Rassemblons-nous près de la rivière, 2001

Kent Monkman, Shall We Gather at the River (Rassemblons-nous près de la rivière), 2001
Acrylique sur toile, 182,9 x 243,8 cm
Collection de l’artiste

Rassemblons-nous près de la rivière figure au sein d’une série intitulée The Prayer Language (La langue de la prière), inspirée du recueil de cantiques cris des parents de l’artiste. Ce dernier incorpore à son œuvre des caractères syllabiques tirés de l’hymne qui donne son titre à l’œuvre. Des couches de peinture acrylique épaisse et semi-transparente imitent la peau humaine : des veines, des muscles et des os semblent se dessiner sous la surface du tableau. Sous ces marques se cachent des figures fantomatiques inspirées de photographies d’hommes qui combattent corps à corps, enlacés dans l’extase ou la lutte. À la fois intrigué par la notion de sexualité en tant que rapport d’échange telle que définie par Michel Foucault, et influencé par la conquête, la lutte et les questions implicites d’identité, Monkman aborde le corps comme un site de contestation, en tirant profit de sa langue ancestrale, le cri. Cette rencontre entre le corps, la langue et l’histoire illustre l’impact du christianisme sur les communautés autochtones, un enjeu crucial que Monkman explore depuis de nombreuses années.

 

Kent Monkman, When He Cometh (Quand il vient), 2001, acrylique sur toile, 91,4 x 121,9 cm, collection de l’artiste.
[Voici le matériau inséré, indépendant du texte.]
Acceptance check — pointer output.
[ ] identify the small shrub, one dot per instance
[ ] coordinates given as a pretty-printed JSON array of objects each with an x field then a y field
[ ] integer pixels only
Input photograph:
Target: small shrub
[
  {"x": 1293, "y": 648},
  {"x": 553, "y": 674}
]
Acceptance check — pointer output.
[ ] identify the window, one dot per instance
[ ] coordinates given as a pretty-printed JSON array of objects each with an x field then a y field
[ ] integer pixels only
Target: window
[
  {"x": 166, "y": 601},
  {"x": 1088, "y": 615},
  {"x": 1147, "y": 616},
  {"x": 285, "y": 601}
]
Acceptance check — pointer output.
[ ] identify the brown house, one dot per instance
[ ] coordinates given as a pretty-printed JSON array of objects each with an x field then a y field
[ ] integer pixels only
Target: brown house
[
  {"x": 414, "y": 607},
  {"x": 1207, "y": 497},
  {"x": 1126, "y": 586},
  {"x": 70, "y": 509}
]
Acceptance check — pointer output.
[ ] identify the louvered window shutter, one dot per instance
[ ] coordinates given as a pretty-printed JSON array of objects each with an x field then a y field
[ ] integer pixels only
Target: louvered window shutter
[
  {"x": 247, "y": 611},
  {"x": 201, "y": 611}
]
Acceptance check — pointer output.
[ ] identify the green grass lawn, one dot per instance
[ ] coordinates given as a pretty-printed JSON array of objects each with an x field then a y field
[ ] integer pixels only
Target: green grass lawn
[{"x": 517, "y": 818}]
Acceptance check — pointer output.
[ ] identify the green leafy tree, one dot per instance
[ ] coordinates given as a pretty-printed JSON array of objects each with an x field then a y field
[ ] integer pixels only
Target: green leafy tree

Dans la réserve où est née l’arrière-grand-mère de Monkman, à St. Peters, au Manitoba, on nommait la langue crie « la langue de la prière ». Aussi le christianisme s’inscrit-il dans l’histoire personnelle de l’artiste, lequel ressent encore aujourd’hui, par l’entremise de son arrière-grand-mère, les effets pervers de cette autorité religieuse. Bien que l’invention du système syllabique cri date de 1840 et soit attribuée à James Evans, un missionnaire anglican du nord du Manitoba, de nombreux Cris, dont Monkman, croient que l’écriture syllabique existait déjà sur des rouleaux d’écorce de bouleau et qu’Evans en aurait pris connaissance lors de ses contacts avec la communauté crie. Entre ses mains, les syllabes ont été déployées dans une perspective non autochtone, ce qui a renforcé les liens entre l’Église et le colonialisme. Le christianisme s’est implanté par l’intermédiaire de ce système établi sur des préceptes bibliques. Au moment de la création de cette œuvre, Monkman ne pouvait ni parler ni lire le cri (il est en train de l’apprendre), mais il considérait la langue comme une abstraction, et les syllabes sont ainsi devenues des marques abstraites dans son art.

 

Par ailleurs, en réunissant des éléments propres aux hymnes et à l’homoérotisme, Monkman aborde également le thème des rapports de force sexuels dans l’histoire du contact entre Autochtones et Européens. Certains titres de la série La langue de la prière constituent des expressions insolentes à double sens, qui vont à l’encontre de la morale sexuelle chrétienne, comme When He Cometh (Quand il vient), 2001. « Je pensais à la sexualité colonisée, explique-t-il; c’est par le processus de colonisation et par l’impact de l’Église et des missionnaires qu’est née l’homophobie dans nos communautés. » La série a été exposée au Centre de l’art indien (aujourd’hui le Centre d’art autochtone) à Ottawa, en 2001.